Mil Mascaris has a word with The Destroyer
During this period, Tokyo Sports gave him the title "World's Greatest Masked-Man" after he defeated ten of the world's greatest masked-men, including Mil Mascaras, The Tornado, The Avenger, The Black Devil, and The Blue Shark. From there, his legend would only get bigger.

From 1973 to 1977, The Destroyer starred on Japan's version of Laugh-In, a sort of musical comedy called uwasa no channel. "I wore shorts, my wrestling shoes, the mask, and a German helmet," The Destroyer recounts of his role on the weekly Friday live show that was rated number one on Japanese TV over those four years.

"They used to hit me on the head with everything," he says of the origins of the German helmet. "As the show started, we'd come out in a line and I was the last one. [One time] the prop man put the helmet on [me]."

This show made him a star in the Japanese public eye. Making the cover of Japan's TV Guide in late 1973 didn't hurt either. "That's when I figured that I'd made it," he waxes proudly. "When you get your picture on the front of TV Guide - anywhere - it's good."

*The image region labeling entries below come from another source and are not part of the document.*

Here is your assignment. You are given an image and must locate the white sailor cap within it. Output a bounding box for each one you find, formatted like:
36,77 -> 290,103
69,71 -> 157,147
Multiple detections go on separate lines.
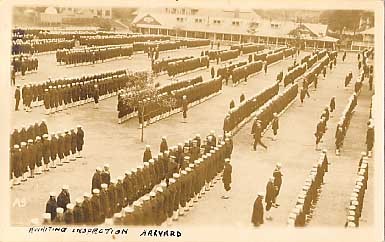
66,203 -> 74,209
124,207 -> 134,214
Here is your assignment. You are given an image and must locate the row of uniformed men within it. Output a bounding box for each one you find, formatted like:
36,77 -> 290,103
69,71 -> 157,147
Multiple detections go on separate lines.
288,150 -> 328,227
345,152 -> 369,227
15,70 -> 138,106
223,83 -> 279,133
10,125 -> 84,185
335,92 -> 357,155
12,39 -> 75,55
56,45 -> 134,66
9,119 -> 48,148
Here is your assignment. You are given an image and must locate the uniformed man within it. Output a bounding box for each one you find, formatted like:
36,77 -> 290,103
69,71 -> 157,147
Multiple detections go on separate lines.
91,167 -> 102,191
222,158 -> 233,199
160,136 -> 168,153
365,124 -> 374,157
76,125 -> 84,158
73,198 -> 84,224
143,145 -> 152,162
82,192 -> 94,225
45,192 -> 57,221
265,177 -> 276,220
251,192 -> 263,227
100,164 -> 111,185
251,118 -> 267,150
182,95 -> 188,123
57,185 -> 71,211
273,163 -> 283,207
64,203 -> 75,224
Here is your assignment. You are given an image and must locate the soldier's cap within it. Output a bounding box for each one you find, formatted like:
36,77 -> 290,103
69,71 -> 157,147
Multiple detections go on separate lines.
124,207 -> 134,214
172,173 -> 180,178
43,213 -> 51,220
83,192 -> 91,198
92,188 -> 100,194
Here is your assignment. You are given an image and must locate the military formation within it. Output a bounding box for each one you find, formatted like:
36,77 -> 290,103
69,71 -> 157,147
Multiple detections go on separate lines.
9,120 -> 84,187
56,45 -> 134,66
12,39 -> 75,55
43,131 -> 233,225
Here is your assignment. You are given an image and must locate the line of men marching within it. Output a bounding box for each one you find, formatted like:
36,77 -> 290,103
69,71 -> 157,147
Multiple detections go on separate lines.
43,132 -> 232,225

But not good was the funny persona he had developed. At least Giant Baba wasn't laughing. "I was already popular from wrestling," he says. "But after this show, I was funny. So when I got into the ring, I had to be careful not to do something that would make the people laugh. It was a challenge."

Giant Baba, like Rikidozan before him, took his wrestling very seriously. He said to The Destroyer, "Oh, you make the people laugh!" The Destroyer though would maintain his innocence with Giant Baba because he too took wrestling seriously. So he tried his best to keep from turning the match into the silly shenanigans that dominate today's WWF.

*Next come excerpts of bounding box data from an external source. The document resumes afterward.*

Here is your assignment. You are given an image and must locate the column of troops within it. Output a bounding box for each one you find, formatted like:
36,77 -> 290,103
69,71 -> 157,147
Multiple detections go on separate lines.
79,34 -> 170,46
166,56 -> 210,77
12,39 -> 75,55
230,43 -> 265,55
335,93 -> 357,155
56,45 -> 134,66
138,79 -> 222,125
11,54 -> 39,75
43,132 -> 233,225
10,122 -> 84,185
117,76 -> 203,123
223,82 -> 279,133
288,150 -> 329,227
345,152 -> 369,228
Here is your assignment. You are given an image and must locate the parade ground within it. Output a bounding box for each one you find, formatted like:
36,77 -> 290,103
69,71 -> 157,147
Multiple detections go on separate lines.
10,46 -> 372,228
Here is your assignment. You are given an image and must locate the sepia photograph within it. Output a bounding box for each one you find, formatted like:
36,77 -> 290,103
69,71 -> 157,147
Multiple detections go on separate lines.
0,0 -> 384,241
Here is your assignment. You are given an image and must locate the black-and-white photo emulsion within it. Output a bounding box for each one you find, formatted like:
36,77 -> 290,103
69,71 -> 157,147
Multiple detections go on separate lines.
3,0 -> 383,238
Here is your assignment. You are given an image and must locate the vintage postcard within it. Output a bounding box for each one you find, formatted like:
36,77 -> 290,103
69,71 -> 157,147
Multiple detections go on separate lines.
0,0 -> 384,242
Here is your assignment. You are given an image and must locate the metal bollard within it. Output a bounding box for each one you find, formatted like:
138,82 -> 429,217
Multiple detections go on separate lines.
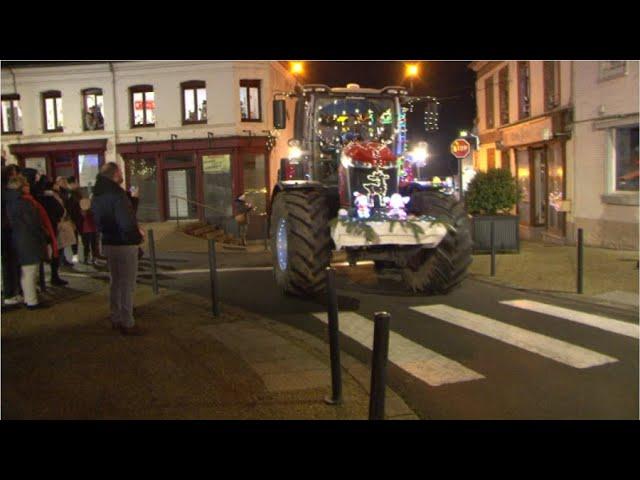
147,228 -> 158,295
209,238 -> 220,317
38,262 -> 47,293
324,267 -> 342,405
176,197 -> 180,229
577,228 -> 584,293
369,312 -> 391,420
491,220 -> 496,277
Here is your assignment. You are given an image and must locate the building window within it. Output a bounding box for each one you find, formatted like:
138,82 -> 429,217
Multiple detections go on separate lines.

"I am very thankful that All-Japan Pro has kept as much wrestling as they have," he says. "It was always my perspective and knowledge of the game that people love wrestling - the wrestling end of it. The kicking, the punching and this and that can be used occasionally. But the fans will still buy wrestling. Especially the Japanese, they like a contest."

The Destroyer's retirement match came in 1993 at the Budokan in Tokyo. The match featured The Destroyer, his son Kurt, and Giant Baba wrestling against a team of three Japanese. Though The Destroyer had wrestled alongside other Japanese wrestlers as tag team partners many times before, it was at this point that he was able to reflect back on how far Japanese wrestling had come.

The Destroyer is a TV star
"In the early days, wrestling stayed healthy here [in Japan] with Americans wrestling against Japanese," he says. "Now they've gotten to where they go Japanese against Japanese, just like back in the days in the States when I would wrestler Killer Kowalski or Freddie Blassie."

Things were indeed different in those days. Heels were heels and baby faces were baby faces. Today, heels can become legends.

Junko wrestled the issue of Flash out of my hands. She pinned it to my desk and turned to the picture of The Destroyer, striding forward, sword in hand, and helmet on head.

"So did he wear this mask the entire time you spoke with him?" Junko pointed at the picture. I put a figure-four-finger-lock on another cigarette.

"Sure, like the figure-four-leg-lock, it is one of his trademarks or symbols." I pulled my lighter up into a suplex. "In fact," I added, "I got a demonstration of the figure-four right there in our meeting room."


"I asked him if wrestling is fake. So he gave me first hand proof that it's not."

"Did you break it?"

"Nope," I said, lighting my cigarette. I took a few puffs and looked directly at her. "But the attempt alone at a feat now commanding $1,000 ought to certainly be worth a mere cup of coffee for the effort, now wouldn't it?" I changed my gaze toward my cup on my desk.

Without even a ten-count, she turned, ducked in between the top and middle ropes, and left the ring for her desk in the newsroom.

The closing bell rang from ringside.

Note: wrestling photos used with permission of The Destroyer.